Jupyter notebooks will be our main working environment for this class.

You should have already downloaded it as part of HW0. But you'll also need to start your notebook server.

There are two ways to do this:

1. You can use the command line to navigate to the directory that contains the notebook and then run:  

```bash
$ jupyter notebook
```

2. Or you can use the anaconda navigator to launch a notebook server in your home directory and then navigate to this folder: 

![Anaconda Navigator Screenshot](anaconda_navigator.png)

## Jupyter Notebook Basics

First, let's get familiar with Jupyter Notebooks. 

Notebooks are made up of "cells" that can contain text or code. Notebooks also show you output of the code right below a code cell. These words are written in a text cell using a simple formatting dialect called [markdown](http://jupyter-notebook.readthedocs.io/en/latest/examples/Notebook/Working%20With%20Markdown%20Cells.html). 

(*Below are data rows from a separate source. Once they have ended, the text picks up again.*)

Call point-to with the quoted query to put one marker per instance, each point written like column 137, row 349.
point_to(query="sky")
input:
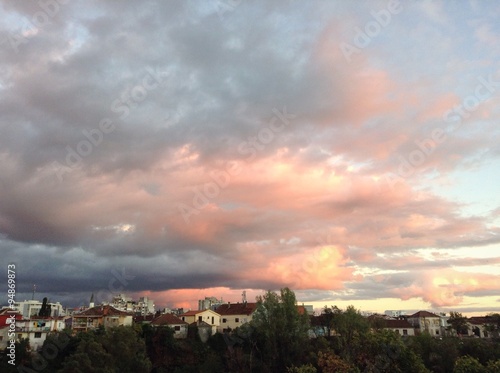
column 183, row 149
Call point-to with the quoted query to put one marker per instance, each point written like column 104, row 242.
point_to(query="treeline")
column 276, row 340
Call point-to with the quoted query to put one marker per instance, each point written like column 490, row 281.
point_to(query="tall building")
column 209, row 303
column 30, row 308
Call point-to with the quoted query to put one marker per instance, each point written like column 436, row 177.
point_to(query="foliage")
column 45, row 310
column 458, row 323
column 384, row 351
column 349, row 325
column 117, row 350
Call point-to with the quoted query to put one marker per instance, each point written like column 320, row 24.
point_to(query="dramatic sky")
column 180, row 149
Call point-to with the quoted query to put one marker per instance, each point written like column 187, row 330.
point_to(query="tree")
column 45, row 309
column 458, row 323
column 281, row 330
column 468, row 364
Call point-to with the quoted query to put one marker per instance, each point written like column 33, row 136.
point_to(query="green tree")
column 116, row 350
column 329, row 362
column 280, row 328
column 309, row 368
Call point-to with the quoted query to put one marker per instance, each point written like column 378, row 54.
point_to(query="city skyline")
column 178, row 150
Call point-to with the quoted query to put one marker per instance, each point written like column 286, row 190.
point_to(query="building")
column 234, row 315
column 180, row 327
column 30, row 308
column 105, row 315
column 210, row 317
column 144, row 306
column 209, row 303
column 424, row 321
column 478, row 327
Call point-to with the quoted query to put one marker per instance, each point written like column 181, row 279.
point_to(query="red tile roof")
column 420, row 314
column 236, row 309
column 167, row 319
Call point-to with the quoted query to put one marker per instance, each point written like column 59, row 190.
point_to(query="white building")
column 209, row 303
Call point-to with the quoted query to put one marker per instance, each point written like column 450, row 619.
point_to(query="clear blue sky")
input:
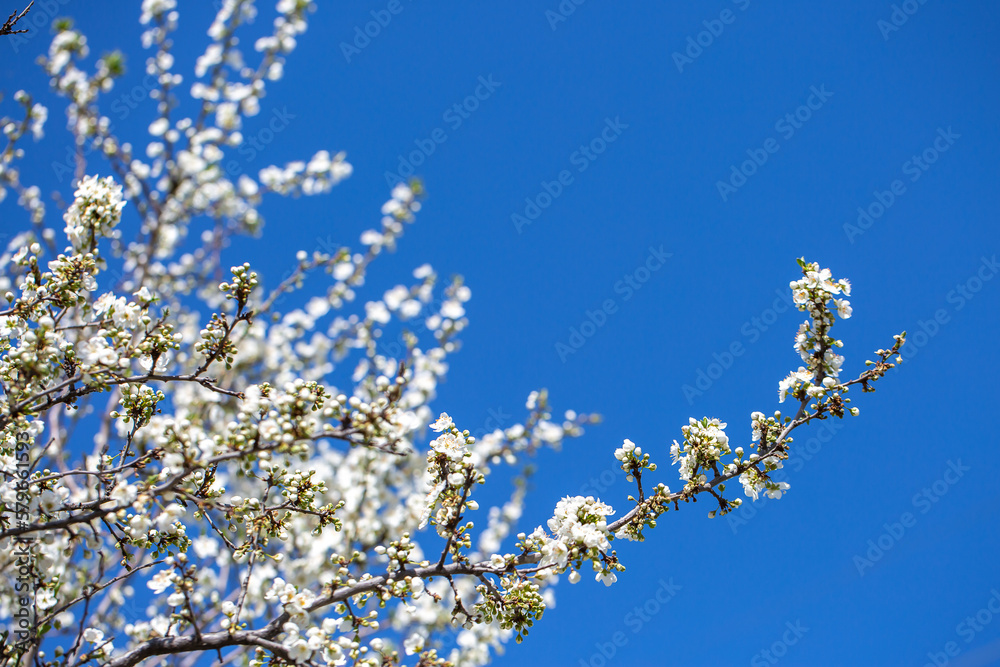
column 869, row 105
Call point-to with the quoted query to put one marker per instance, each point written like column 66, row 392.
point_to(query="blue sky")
column 819, row 110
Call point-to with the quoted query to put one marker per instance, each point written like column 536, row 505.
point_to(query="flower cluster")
column 261, row 468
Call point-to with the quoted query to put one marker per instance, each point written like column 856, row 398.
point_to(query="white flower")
column 450, row 445
column 414, row 643
column 160, row 581
column 443, row 423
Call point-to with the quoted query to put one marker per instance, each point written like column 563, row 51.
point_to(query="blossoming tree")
column 171, row 441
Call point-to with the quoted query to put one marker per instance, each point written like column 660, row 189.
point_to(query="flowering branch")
column 8, row 26
column 263, row 470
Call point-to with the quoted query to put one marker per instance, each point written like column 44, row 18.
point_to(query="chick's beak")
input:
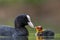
column 31, row 24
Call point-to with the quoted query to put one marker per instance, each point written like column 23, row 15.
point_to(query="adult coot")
column 19, row 32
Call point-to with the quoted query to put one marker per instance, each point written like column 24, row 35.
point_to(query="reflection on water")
column 26, row 38
column 48, row 38
column 14, row 38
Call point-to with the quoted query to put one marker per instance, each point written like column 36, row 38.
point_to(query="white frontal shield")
column 30, row 23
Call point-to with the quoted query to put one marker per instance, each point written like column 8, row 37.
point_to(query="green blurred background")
column 43, row 12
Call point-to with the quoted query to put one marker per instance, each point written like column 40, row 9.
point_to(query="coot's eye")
column 28, row 17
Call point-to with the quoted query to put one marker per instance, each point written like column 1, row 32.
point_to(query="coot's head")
column 23, row 20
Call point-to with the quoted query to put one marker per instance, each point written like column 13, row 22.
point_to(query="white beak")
column 30, row 23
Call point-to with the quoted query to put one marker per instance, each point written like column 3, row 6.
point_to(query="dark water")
column 26, row 38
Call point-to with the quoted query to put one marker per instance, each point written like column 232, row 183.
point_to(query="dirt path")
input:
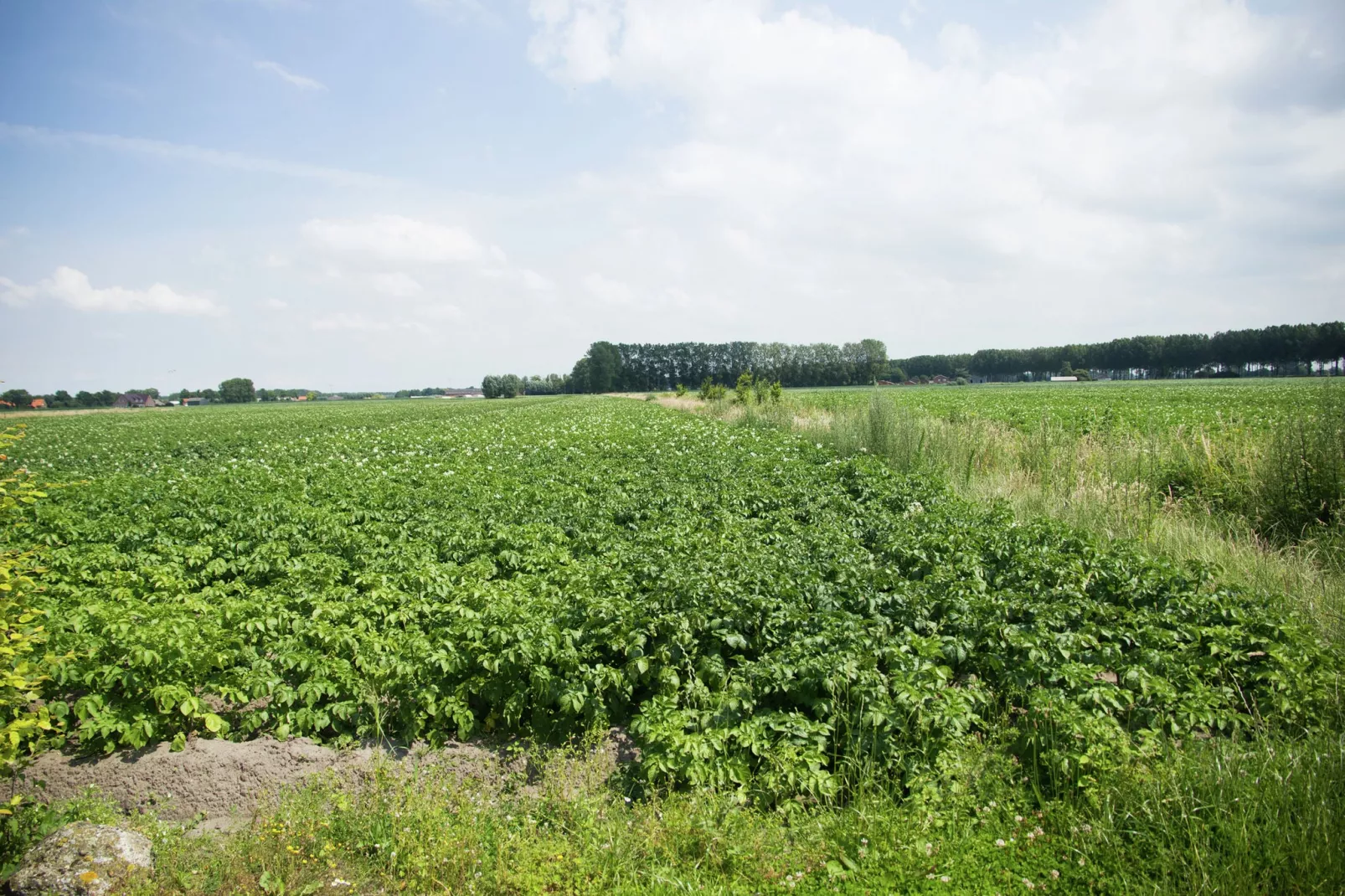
column 211, row 778
column 224, row 780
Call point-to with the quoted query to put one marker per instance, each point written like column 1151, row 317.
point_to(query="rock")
column 81, row 860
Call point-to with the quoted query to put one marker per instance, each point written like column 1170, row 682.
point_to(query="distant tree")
column 744, row 388
column 873, row 354
column 604, row 368
column 18, row 397
column 237, row 392
column 506, row 386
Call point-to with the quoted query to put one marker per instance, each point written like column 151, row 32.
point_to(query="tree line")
column 636, row 368
column 1282, row 350
column 607, row 366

Double click on this cell text or press enter while the cell is selected to see how it is formatted and change it. We can make words *italic* or **bold** or add [links](http://datasciencecourse.net) or include pictures:

![Data science cat](datasciencecat.jpg)

The content of the notebook, as you edit in your browser, is written to the `.ipynb` file we provided. 

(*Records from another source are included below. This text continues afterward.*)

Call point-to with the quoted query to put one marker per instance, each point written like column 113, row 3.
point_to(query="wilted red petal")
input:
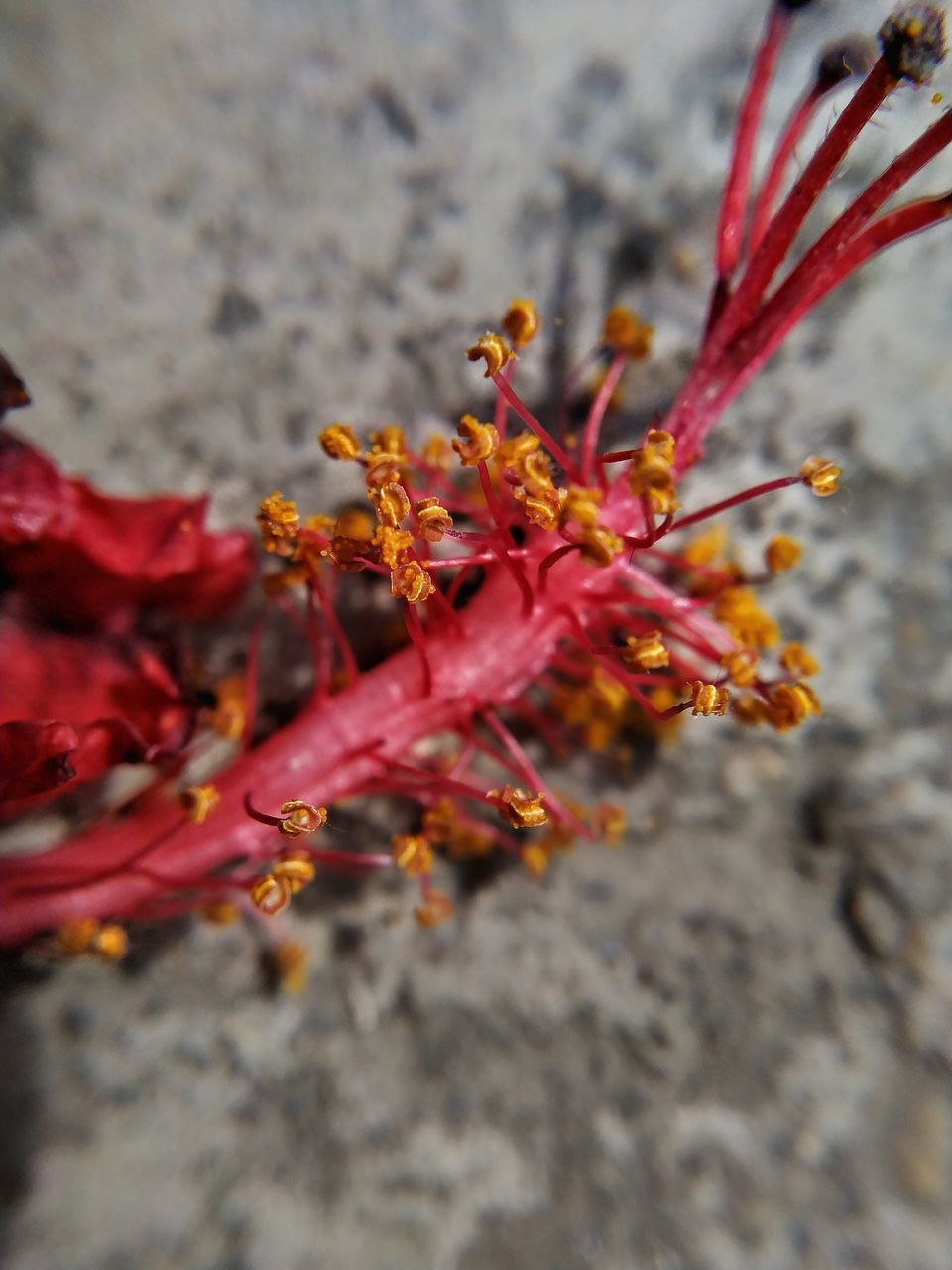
column 89, row 559
column 71, row 707
column 35, row 757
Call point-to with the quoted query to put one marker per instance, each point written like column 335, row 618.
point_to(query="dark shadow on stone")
column 236, row 312
column 19, row 1091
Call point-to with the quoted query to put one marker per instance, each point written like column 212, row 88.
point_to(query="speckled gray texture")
column 726, row 1044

For your homeworks, you will write in `homework1.ipynb` files for which we will give you a template. You then create a zip archive of this file (and all relevant additional files) and submit it to canvas. 

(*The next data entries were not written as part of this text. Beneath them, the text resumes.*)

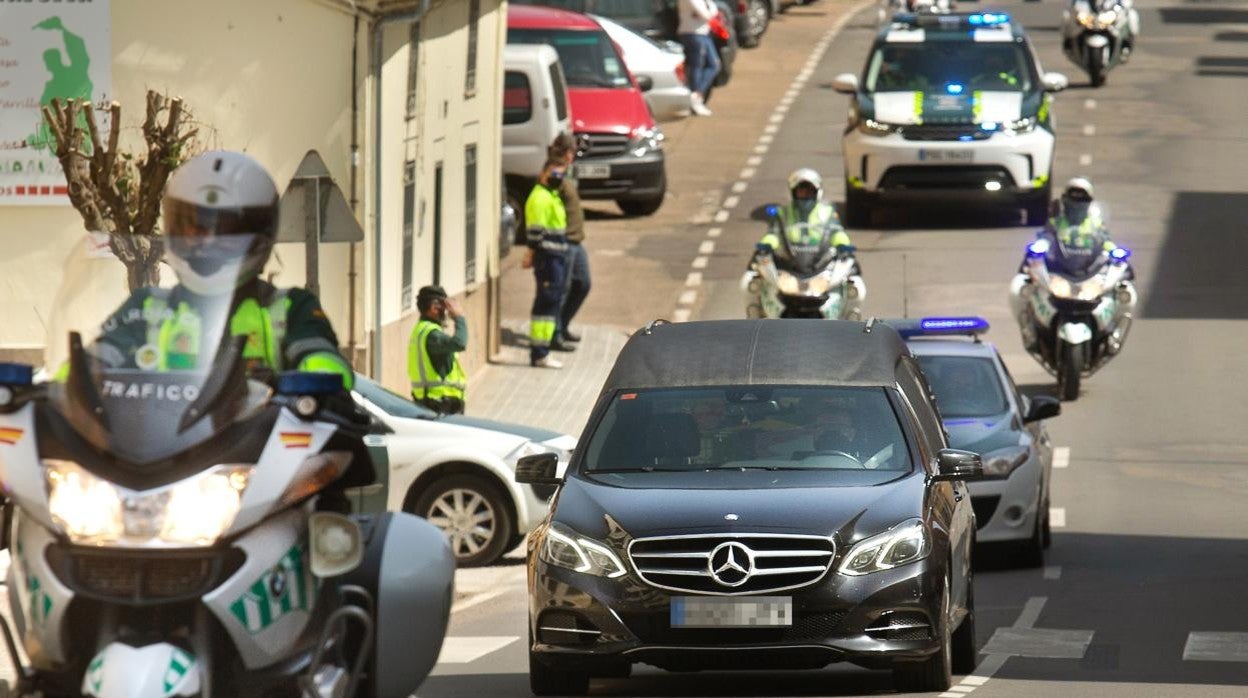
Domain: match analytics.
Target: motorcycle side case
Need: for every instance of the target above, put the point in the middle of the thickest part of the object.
(409, 571)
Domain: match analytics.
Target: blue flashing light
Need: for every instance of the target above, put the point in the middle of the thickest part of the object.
(308, 382)
(16, 375)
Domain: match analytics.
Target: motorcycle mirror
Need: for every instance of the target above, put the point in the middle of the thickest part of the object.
(1055, 81)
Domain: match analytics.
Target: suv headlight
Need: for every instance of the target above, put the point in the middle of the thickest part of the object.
(872, 127)
(904, 543)
(190, 513)
(645, 141)
(564, 547)
(1004, 461)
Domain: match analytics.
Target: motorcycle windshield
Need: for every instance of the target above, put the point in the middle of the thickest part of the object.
(810, 252)
(145, 375)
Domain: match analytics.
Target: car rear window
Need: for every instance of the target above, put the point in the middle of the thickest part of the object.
(965, 386)
(588, 58)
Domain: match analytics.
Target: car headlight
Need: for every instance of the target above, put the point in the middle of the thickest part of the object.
(645, 141)
(194, 512)
(1004, 461)
(564, 547)
(904, 543)
(872, 127)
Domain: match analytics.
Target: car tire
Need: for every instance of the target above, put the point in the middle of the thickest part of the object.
(548, 681)
(964, 652)
(936, 672)
(459, 496)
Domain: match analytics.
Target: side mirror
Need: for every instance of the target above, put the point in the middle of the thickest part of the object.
(1053, 81)
(954, 463)
(845, 84)
(1042, 407)
(539, 468)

If you want to read up on Notebooks in details check out the [excellent documentation](http://jupyter-notebook.readthedocs.io/en/latest/notebook.html).

## Google Colab
An alternative to native Jupyter Notebooks are cloud-hosted google colab notebooks. Google Colab is largely identical to jupyter notebooks on your local computer, though there are some differences when it comes to loading data from files. We generally recommend that you work on your homeworks and review lectures in local Jupyter Notebooks, but a Google Colab project could be an idea for your final project, as it's really good for collaborative work – which is an area where Jupyter Notebooks themselves aren't so great because of the issues with doing proper version control on them.


# Running Python

Now it's time to run python!

## Executing your first program

Open a terminal and execute:

```bash
$ python
```

You'll see something like that:

```bash
$ python
Python 3.13.9 (v3.13.9:8183fa5e3f7, Oct 14 2025, 10:27:13) [Clang 16.0.0 (clang-1600.0.26.6)] on darwin
Type "help", "copyright", "credits" or "license" for more information.
>>>
```
What does this tell us? It shows us the version number of Python (3.13.9). Some of you might see that yours is installed through Anaconda. At the end of this statement, you see the three `>>>` signs: these indicate a prompt, but it looks different from your console prompt (`$` or `%`), to indicate you're in an interactive python environment.

There are two fundamental ways you can run Python: in interactive mode (what we're doing here) or in batch mode. 

In interactive mode you write your program interactively, i.e., each new statement is interpreted as you type it. 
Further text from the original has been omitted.